Do not understand why milly r did not read your post properly.

AitchwonderswhoFruitCrumbleis · 23/08/2009 15:35

i was bolding because you've clearly had such difficulty understanding my posts in the past. anyhoo, was that an apology there, for mis-reading my post again? i'll take it as one.

is anyone saying it's a conspiracy, by the way? apart from you?

isn't it the case that it's just 'the way things are done' without much thought behind it for a lot of people, and that it represents a very clear delineation of status from the outset? and don't you find it interesting the way that of the the hcps who do it on here, not one has said 'erk, this has really made me think.'

MillyR · 23/08/2009 15:38

I should perhaps have written 'one' instead of 'you.' I was asking because Gasman was using her own experiences of the name minefield and then wrote that she hoped the OP could see how it (the mum thing) happened. So I believed she was using her own experiences to explain why some HCPs got into the mum thing.

Apologies to Gasman for making it seem to be about her personally.

scottishmummy · 23/08/2009 15:48

atich you are crabbit and have a bad habit of coming across patronising

nope no apologies from me,as none required

did you apologise for calling the other poster "thick"?

or is it ok for you to do that- But you seek redress from everyone else about everything else

snapple · 23/08/2009 15:56

can you explain what a crabbit is as i have never heard that term used before? is it meant to be a crabby rabbit?

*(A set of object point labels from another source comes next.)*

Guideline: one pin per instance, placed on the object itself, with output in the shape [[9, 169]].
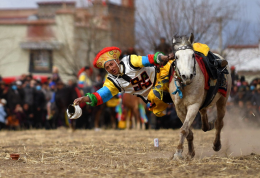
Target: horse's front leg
[[192, 111]]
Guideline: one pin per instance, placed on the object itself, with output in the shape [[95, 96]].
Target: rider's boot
[[221, 63]]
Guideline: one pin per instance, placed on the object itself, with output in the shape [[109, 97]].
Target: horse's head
[[184, 57]]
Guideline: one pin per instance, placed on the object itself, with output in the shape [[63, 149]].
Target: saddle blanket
[[208, 81]]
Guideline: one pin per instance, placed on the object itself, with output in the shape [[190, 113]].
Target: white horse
[[194, 95]]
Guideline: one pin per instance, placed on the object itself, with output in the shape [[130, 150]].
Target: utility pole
[[220, 35]]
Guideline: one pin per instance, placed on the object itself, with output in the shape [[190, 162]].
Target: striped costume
[[138, 76]]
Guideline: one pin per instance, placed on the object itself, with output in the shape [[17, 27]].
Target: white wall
[[14, 61]]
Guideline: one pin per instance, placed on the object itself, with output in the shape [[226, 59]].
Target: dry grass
[[111, 153]]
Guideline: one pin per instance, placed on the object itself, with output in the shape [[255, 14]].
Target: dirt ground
[[126, 153]]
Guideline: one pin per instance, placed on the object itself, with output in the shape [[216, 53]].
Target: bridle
[[178, 74]]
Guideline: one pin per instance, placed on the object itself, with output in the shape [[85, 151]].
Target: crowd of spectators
[[244, 100]]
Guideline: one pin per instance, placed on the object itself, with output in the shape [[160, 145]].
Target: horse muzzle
[[187, 80], [74, 111]]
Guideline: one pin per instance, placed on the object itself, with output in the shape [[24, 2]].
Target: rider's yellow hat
[[106, 54]]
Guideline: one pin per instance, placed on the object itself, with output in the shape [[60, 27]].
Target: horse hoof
[[216, 148], [177, 156], [191, 155]]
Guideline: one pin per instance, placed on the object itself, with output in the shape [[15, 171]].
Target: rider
[[137, 75], [134, 74]]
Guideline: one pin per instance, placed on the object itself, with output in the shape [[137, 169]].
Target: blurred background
[[47, 48]]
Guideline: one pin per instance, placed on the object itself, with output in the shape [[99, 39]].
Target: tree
[[167, 18]]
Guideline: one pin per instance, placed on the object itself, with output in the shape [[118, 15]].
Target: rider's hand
[[163, 60], [83, 99], [171, 56]]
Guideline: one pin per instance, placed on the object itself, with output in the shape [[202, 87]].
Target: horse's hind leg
[[189, 138], [204, 120], [221, 110], [206, 126]]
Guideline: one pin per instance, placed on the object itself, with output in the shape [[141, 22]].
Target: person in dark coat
[[62, 102], [39, 105], [13, 97]]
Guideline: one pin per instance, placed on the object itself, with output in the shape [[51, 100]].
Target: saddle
[[211, 65], [215, 78]]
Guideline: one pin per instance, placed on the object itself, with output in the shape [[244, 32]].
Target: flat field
[[127, 153]]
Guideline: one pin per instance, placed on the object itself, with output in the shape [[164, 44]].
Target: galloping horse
[[194, 95]]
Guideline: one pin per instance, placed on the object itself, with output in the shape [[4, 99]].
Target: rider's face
[[112, 67]]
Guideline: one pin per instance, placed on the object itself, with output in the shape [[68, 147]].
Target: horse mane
[[180, 40]]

cheshirekitty · 23/08/2009 15:59

Keep it clean ladies!!!

TheDMshouldbeRivened · 23/08/2009 16:00

so how come teachers manage without 'mum' and can use names but HCP can't?

scottishmummy · 23/08/2009 16:04

i think we have established not all hcp say this.

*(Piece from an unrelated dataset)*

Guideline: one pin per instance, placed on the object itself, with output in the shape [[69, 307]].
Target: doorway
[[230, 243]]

just as teachers are not a homogeneous mass, nor are hcp

and as op had asserted a preference for how she wished to be addressed,this should have been taken into account

cheshirekitty · 23/08/2009 16:08

Not all hcp's say 'mum'. I have never used the term to a childs mother in all of my working life (28 years) as a hcp, so please do not lump us all into one mass.

snapple · 23/08/2009 16:11

Apparently a crabbit is a furry crustacean characterized by fluffy long ears and menacing-looking pincers.

Jujubean77 · 23/08/2009 16:15

Most of the time my DD is really ill when she is seen by HP and that is what my concern is, not how they refer to me. They can call me a baboon, if they are caring for her and administering treatment well.